Whether you donate cash, appreciated stock, or use a donor‑advised fund, timing matters. Many custodians require extra processing time for in‑kind stock gifts, so place those requests well before the last week of December. Keep contemporaneous receipts and acknowledgment letters for substantiation.

Do adjust withholding or make estimated payments if income changed.
If your income jumped in 2025—bonuses, equity comp, business profits, capital gains—review whether your withholding or quarterly estimates are sufficient. Underpayments can trigger penalties. A quick projection now helps you top off payments and avoid surprises.

Do practice proactive tax‑loss harvesting.
Scan your taxable portfolio for positions trading below cost basis. Realizing losses can offset realized gains this year, and unused losses can carry forward to future years. Pair any sales with a suitable “like‑minded” replacement to maintain your market exposure, while avoiding wash‑sale rules. Many investors set a target date each December to complete harvesting and rebalance.

The Don’ts (and Why They Matter)

Don’t wait until the last minute.
Rushing increases errors and narrows your options. Transfer delays, custodian cut‑offs, and holiday schedules can derail well‑intentioned plans. Aim to finalize most year‑end actions by mid‑December.

Don’t overlook documentation.
Missing receipts or acknowledgment letters can result in disallowed deductions. Maintain a simple folder or digital drive for 2025 tax documents: charitable acknowledgments, medical receipts, education expenses, and property tax confirmations.
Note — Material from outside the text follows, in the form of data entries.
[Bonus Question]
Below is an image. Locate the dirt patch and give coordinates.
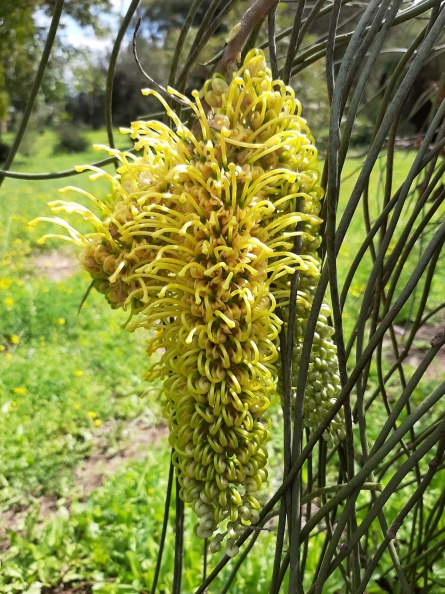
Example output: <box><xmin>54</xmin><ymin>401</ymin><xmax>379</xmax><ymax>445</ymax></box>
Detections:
<box><xmin>385</xmin><ymin>320</ymin><xmax>445</xmax><ymax>380</ymax></box>
<box><xmin>0</xmin><ymin>420</ymin><xmax>168</xmax><ymax>551</ymax></box>
<box><xmin>76</xmin><ymin>424</ymin><xmax>168</xmax><ymax>497</ymax></box>
<box><xmin>30</xmin><ymin>250</ymin><xmax>79</xmax><ymax>283</ymax></box>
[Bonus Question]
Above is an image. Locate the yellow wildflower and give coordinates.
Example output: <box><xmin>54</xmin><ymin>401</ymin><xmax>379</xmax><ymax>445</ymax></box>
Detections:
<box><xmin>12</xmin><ymin>386</ymin><xmax>28</xmax><ymax>394</ymax></box>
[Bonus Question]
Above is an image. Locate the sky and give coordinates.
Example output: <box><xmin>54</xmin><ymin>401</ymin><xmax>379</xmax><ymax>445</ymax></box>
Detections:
<box><xmin>36</xmin><ymin>0</ymin><xmax>131</xmax><ymax>53</ymax></box>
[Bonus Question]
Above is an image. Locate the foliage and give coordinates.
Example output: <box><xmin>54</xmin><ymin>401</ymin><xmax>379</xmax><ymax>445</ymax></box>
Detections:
<box><xmin>0</xmin><ymin>0</ymin><xmax>445</xmax><ymax>594</ymax></box>
<box><xmin>54</xmin><ymin>122</ymin><xmax>89</xmax><ymax>153</ymax></box>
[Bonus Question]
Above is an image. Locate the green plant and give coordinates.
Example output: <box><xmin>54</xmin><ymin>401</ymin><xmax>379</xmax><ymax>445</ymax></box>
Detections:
<box><xmin>3</xmin><ymin>0</ymin><xmax>445</xmax><ymax>594</ymax></box>
<box><xmin>54</xmin><ymin>122</ymin><xmax>89</xmax><ymax>153</ymax></box>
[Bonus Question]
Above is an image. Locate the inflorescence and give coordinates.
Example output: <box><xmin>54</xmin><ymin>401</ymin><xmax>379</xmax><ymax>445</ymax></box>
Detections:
<box><xmin>33</xmin><ymin>50</ymin><xmax>344</xmax><ymax>555</ymax></box>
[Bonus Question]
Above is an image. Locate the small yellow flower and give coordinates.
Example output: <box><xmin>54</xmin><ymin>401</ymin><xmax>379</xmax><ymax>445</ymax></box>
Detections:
<box><xmin>12</xmin><ymin>386</ymin><xmax>28</xmax><ymax>394</ymax></box>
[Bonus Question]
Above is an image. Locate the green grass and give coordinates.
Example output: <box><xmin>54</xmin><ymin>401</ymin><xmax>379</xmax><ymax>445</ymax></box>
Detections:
<box><xmin>0</xmin><ymin>133</ymin><xmax>159</xmax><ymax>510</ymax></box>
<box><xmin>0</xmin><ymin>131</ymin><xmax>445</xmax><ymax>594</ymax></box>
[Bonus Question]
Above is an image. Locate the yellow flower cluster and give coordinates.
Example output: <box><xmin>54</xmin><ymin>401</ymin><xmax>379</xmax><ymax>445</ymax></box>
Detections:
<box><xmin>33</xmin><ymin>50</ymin><xmax>344</xmax><ymax>555</ymax></box>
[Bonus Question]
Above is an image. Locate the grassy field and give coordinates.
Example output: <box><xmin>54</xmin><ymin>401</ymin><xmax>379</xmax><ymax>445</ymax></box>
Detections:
<box><xmin>0</xmin><ymin>131</ymin><xmax>443</xmax><ymax>594</ymax></box>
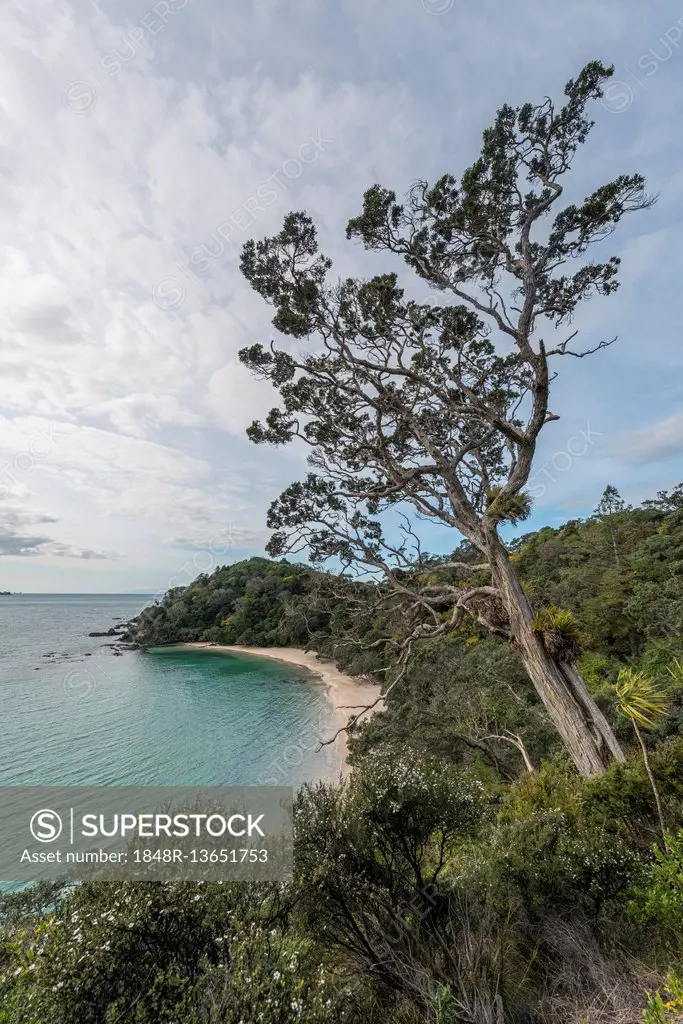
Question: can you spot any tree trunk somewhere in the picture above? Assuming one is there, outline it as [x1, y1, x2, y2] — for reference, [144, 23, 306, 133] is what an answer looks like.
[487, 535, 626, 775]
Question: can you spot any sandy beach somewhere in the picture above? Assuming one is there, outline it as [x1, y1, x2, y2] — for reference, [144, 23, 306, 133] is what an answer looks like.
[182, 643, 383, 775]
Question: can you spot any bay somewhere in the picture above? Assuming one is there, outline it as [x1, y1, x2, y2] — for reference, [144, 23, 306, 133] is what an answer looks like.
[0, 594, 339, 785]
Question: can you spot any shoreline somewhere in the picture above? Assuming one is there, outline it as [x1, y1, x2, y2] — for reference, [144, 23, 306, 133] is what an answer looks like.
[181, 640, 384, 777]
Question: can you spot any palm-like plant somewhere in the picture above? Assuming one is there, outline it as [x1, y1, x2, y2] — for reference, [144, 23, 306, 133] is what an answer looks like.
[615, 669, 673, 850]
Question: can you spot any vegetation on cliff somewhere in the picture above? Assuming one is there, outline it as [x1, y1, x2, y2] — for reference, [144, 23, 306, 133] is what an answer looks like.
[0, 62, 683, 1024]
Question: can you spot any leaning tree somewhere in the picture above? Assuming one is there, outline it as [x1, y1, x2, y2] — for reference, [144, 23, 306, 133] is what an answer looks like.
[240, 61, 652, 775]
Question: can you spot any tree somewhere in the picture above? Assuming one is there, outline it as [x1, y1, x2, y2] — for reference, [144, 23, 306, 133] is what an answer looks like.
[593, 483, 631, 570]
[240, 61, 653, 775]
[615, 669, 673, 850]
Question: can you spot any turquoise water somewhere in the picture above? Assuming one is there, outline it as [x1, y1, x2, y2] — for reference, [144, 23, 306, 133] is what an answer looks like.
[0, 595, 339, 785]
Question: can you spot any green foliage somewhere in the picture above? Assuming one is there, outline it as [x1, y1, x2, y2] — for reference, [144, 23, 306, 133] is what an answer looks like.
[630, 830, 683, 946]
[127, 558, 325, 647]
[643, 971, 683, 1024]
[614, 669, 673, 729]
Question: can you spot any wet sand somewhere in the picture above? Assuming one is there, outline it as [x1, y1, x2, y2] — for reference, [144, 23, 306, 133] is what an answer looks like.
[182, 642, 383, 775]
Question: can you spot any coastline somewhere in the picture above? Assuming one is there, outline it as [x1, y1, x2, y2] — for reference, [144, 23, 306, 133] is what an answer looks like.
[178, 641, 384, 777]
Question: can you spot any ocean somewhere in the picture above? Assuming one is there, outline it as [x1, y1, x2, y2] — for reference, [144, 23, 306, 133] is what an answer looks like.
[0, 594, 339, 786]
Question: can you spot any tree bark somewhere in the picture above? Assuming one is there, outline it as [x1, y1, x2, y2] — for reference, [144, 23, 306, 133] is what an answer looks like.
[487, 532, 626, 775]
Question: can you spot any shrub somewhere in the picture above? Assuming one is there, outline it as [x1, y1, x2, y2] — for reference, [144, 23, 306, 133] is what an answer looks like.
[630, 829, 683, 943]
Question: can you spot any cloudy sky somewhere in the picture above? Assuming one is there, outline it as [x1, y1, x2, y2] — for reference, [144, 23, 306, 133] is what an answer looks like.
[0, 0, 683, 592]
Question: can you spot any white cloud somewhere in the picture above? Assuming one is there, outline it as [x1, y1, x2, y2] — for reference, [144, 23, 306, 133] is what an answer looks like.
[613, 412, 683, 465]
[0, 0, 683, 589]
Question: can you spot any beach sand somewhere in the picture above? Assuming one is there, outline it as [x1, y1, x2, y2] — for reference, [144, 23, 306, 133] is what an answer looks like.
[182, 642, 384, 775]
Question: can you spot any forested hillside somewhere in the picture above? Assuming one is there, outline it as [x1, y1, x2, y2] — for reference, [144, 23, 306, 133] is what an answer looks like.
[120, 485, 683, 777]
[5, 61, 683, 1024]
[130, 485, 683, 659]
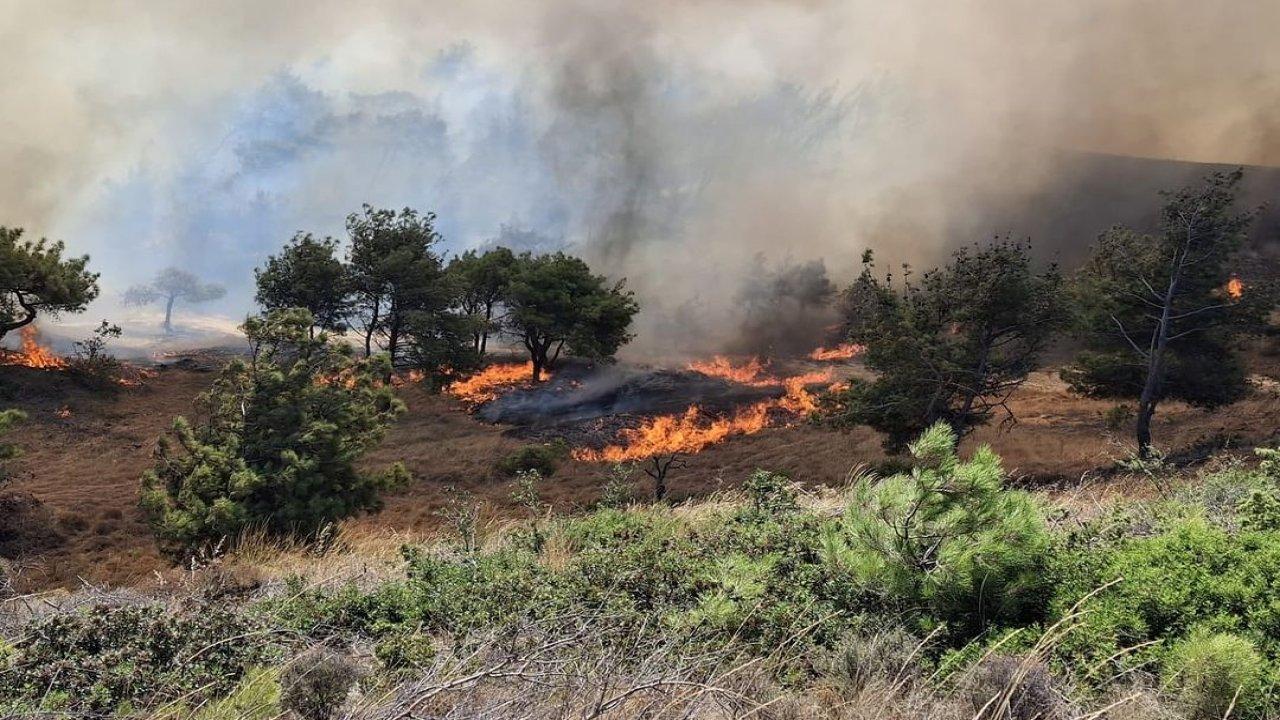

Don’t ignore bracket management and Medicare thresholds.
Income decisions—Roth conversions, capital gains, bonuses—can push you across tax brackets or Medicare’s Income‑Related Monthly Adjustment Amount (IRMAA) thresholds. Even one dollar over a threshold can increase Part B premiums in the next evaluation. If you’re close to a bracket edge, coordinate timing with your advisor to avoid an unintended spike.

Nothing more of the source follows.